The Act was a landmark piece of civil rights legislation that outlawed voting practices used to disenfranchise African American voters (such as voter literacy tests).
While most of the VRA was controversial at the time of its signing, at least in some areas of the country, one provision in particular continues to be so even today: Section 5.
Section 5 requires that a “covered jurisdiction” cannot change “any voting qualification or prerequisite to voting, or standard, practice, or procedure with respect to voting” without federal approval.
The “covered jurisdictions” are predominantly states located in the South, but also include counties in other states (see the Department of Justice’s current list of covered jurisdictions for more).
As the statute’s language suggests, Section 5’s prohibition against such jurisdictions making any changes relating to voting without federal approval is very broad, although one area in particular has made Section 5 a big legal focus recently.
That area was also the subject of a recent Supreme Court decision: redistricting.
The decision – Perry v. Perez – was actually very limited in its scope in regards to Section 5 itself, to the great disappointment of those hoping to see the provision struck down as unconstitutional.
Here’s what happened:
After census data is collected and made available, states must redraw their congressional and state legislative maps to account for population shifts.
However, before such changes can take effect, Texas, a “covered jurisdiction,” must obtain federal approval for those changes – also known as “preclearance.”
To be “precleared,” a covered jurisdiction must show that its proposed changes don’t have a “discriminatory purpose” or “retrogressive effect” on minority voters.
Texas drew up the maps, and filed in federal court in D.C. for preclearance.
While the preclearance case was pending, various groups sued in a separate action claiming that the new plans discriminated against African American and Latino voters.
Hearings were heard in the case, but judgment was reserved pending the resolution of the preclearance case.
It then became apparent that there wouldn’t be resolution to either case in time for the 2012 elections.
Since the previous census, Texas saw massive population shifts, with three-quarters of its population growth since 2000 attributable to Latinos and African Americans.
Thus, given the U.S. Constitution’s mandate of “one person, one vote” (see 1964’s Reynolds v. Sims), using the old district maps would be unconstitutional.
On the other hand, the new ones couldn’t be used until Texas obtained preclearance.
So, to try to put something together in time for the elections, the federal court hearing the challenge to the redistricting then drew its own maps.

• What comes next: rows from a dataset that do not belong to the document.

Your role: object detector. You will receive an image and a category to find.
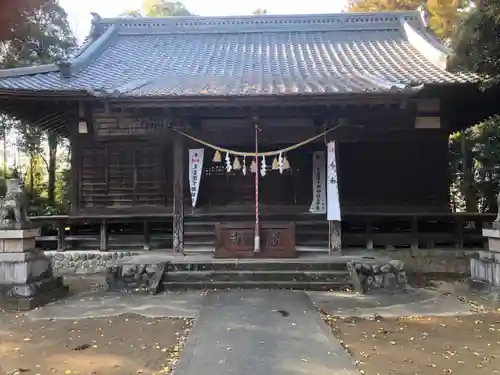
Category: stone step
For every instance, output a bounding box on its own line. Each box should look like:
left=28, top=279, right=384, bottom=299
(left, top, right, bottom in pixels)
left=163, top=280, right=352, bottom=291
left=165, top=270, right=350, bottom=284
left=167, top=259, right=347, bottom=272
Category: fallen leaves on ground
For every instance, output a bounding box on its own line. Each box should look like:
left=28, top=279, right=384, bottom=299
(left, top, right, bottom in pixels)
left=321, top=312, right=500, bottom=375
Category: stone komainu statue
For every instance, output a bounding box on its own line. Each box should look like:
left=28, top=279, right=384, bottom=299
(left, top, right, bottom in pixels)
left=0, top=178, right=31, bottom=229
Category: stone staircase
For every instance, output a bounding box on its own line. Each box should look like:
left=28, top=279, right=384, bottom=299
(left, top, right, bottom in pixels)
left=163, top=258, right=362, bottom=292
left=107, top=251, right=407, bottom=294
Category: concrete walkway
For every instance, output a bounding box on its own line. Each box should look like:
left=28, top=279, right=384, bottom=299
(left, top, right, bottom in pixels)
left=175, top=290, right=359, bottom=375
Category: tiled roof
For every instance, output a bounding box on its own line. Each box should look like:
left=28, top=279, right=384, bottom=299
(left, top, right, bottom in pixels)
left=0, top=12, right=477, bottom=97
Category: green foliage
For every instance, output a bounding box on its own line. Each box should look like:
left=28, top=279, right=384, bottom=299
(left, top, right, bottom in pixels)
left=121, top=0, right=194, bottom=17
left=0, top=0, right=76, bottom=68
left=347, top=0, right=469, bottom=41
left=0, top=0, right=76, bottom=214
left=450, top=115, right=500, bottom=212
left=450, top=0, right=500, bottom=78
left=252, top=8, right=267, bottom=16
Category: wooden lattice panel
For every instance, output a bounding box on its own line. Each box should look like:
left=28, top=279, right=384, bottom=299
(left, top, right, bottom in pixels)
left=80, top=142, right=168, bottom=208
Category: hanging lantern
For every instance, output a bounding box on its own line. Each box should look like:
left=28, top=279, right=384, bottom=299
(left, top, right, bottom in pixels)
left=225, top=152, right=233, bottom=173
left=233, top=156, right=241, bottom=171
left=271, top=156, right=279, bottom=171
left=277, top=152, right=285, bottom=174
left=283, top=155, right=290, bottom=170
left=250, top=159, right=257, bottom=173
left=241, top=156, right=247, bottom=176
left=212, top=150, right=222, bottom=163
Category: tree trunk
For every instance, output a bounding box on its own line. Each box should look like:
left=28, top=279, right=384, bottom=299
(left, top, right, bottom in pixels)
left=30, top=156, right=35, bottom=200
left=47, top=132, right=58, bottom=205
left=2, top=128, right=7, bottom=178
left=460, top=133, right=477, bottom=212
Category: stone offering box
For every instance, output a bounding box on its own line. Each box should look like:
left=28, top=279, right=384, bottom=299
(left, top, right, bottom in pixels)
left=0, top=229, right=68, bottom=310
left=215, top=222, right=297, bottom=258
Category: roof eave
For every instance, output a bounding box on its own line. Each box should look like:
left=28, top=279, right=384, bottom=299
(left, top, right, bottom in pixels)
left=0, top=25, right=117, bottom=79
left=401, top=19, right=451, bottom=70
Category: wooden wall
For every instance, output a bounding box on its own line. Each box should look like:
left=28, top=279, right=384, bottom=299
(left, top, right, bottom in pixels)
left=338, top=134, right=449, bottom=212
left=72, top=107, right=449, bottom=214
left=77, top=140, right=172, bottom=211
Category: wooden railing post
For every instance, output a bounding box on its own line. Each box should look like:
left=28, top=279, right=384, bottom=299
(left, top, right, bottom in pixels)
left=365, top=219, right=373, bottom=250
left=172, top=132, right=184, bottom=253
left=144, top=218, right=151, bottom=250
left=99, top=219, right=108, bottom=251
left=410, top=216, right=419, bottom=250
left=455, top=215, right=464, bottom=249
left=57, top=221, right=66, bottom=251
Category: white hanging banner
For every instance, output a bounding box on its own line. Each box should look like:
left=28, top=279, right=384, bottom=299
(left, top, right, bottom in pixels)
left=189, top=148, right=205, bottom=208
left=309, top=151, right=326, bottom=214
left=326, top=141, right=340, bottom=221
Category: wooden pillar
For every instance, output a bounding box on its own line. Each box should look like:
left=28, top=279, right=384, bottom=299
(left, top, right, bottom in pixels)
left=328, top=220, right=342, bottom=255
left=172, top=132, right=184, bottom=253
left=365, top=219, right=374, bottom=250
left=143, top=218, right=151, bottom=250
left=57, top=221, right=66, bottom=251
left=99, top=219, right=108, bottom=251
left=69, top=122, right=81, bottom=214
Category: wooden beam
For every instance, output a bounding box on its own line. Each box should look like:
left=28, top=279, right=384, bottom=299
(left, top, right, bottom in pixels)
left=172, top=128, right=184, bottom=253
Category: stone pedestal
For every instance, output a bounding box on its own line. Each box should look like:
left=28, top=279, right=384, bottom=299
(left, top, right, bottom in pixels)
left=470, top=226, right=500, bottom=301
left=0, top=229, right=68, bottom=310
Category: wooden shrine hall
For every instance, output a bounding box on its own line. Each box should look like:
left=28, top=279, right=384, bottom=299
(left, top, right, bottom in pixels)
left=0, top=12, right=493, bottom=257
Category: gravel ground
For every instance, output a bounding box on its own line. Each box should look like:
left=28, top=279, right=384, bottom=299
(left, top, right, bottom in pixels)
left=324, top=313, right=500, bottom=375
left=0, top=278, right=192, bottom=375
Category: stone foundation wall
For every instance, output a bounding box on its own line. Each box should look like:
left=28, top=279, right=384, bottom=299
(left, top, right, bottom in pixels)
left=377, top=249, right=477, bottom=276
left=45, top=251, right=141, bottom=275
left=45, top=249, right=477, bottom=276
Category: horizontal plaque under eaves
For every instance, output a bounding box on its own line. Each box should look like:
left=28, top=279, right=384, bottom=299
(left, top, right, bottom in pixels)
left=94, top=117, right=166, bottom=137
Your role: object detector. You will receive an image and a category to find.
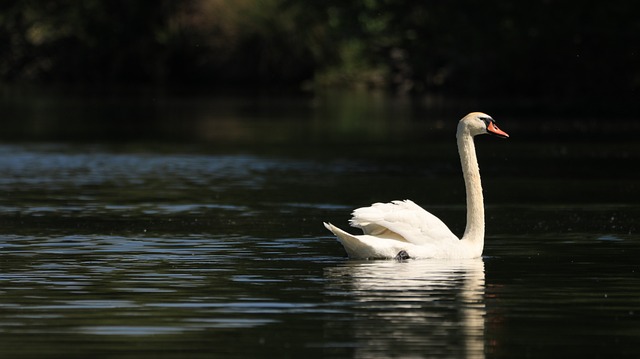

The Supreme Court’s decision in Perry v. Perez was the final result of the conflict over the district court’s maps, and in it the Court unanimously (and lukewarmly) held that it was “unclear” whether the district court drew the maps correctly.
As I mentioned earlier, this decision was a huge disappointment to many because the Court didn’t touch the issue of Section 5’s constitutionality (except, of course, for the Court’s fiercest opponent of civil rights laws, Clarence Thomas, who declared it unconstitutional in a separate concurrence).
Those hoping to see the Court void Section 5 will continue to be disappointed as long as they rely on preclearance actions as the vehicle to try to accomplish their goal.
Except for the rare occasion, the Roberts Court prefers to decide cases on as narrow of grounds as possible.
Because preclearance actions only require a decision on whether voting changes are acceptable, it is highly unlikely that the Court will go above and beyond to rule Section 5 unconstitutional.
The Court would view that as overstepping its judicial bounds, especially in light of Congress’s extending of the VRA for another 25 years in 2006 (more on that next week).
Whether explicit challenges to Section 5 itself – such as Shelby County v. Holder – will have any better luck remains to be seen.
Even if they fail, challengers are unlikely to stop trying, and this battle could easily be seen as the biggest legal civil rights struggle of the present time.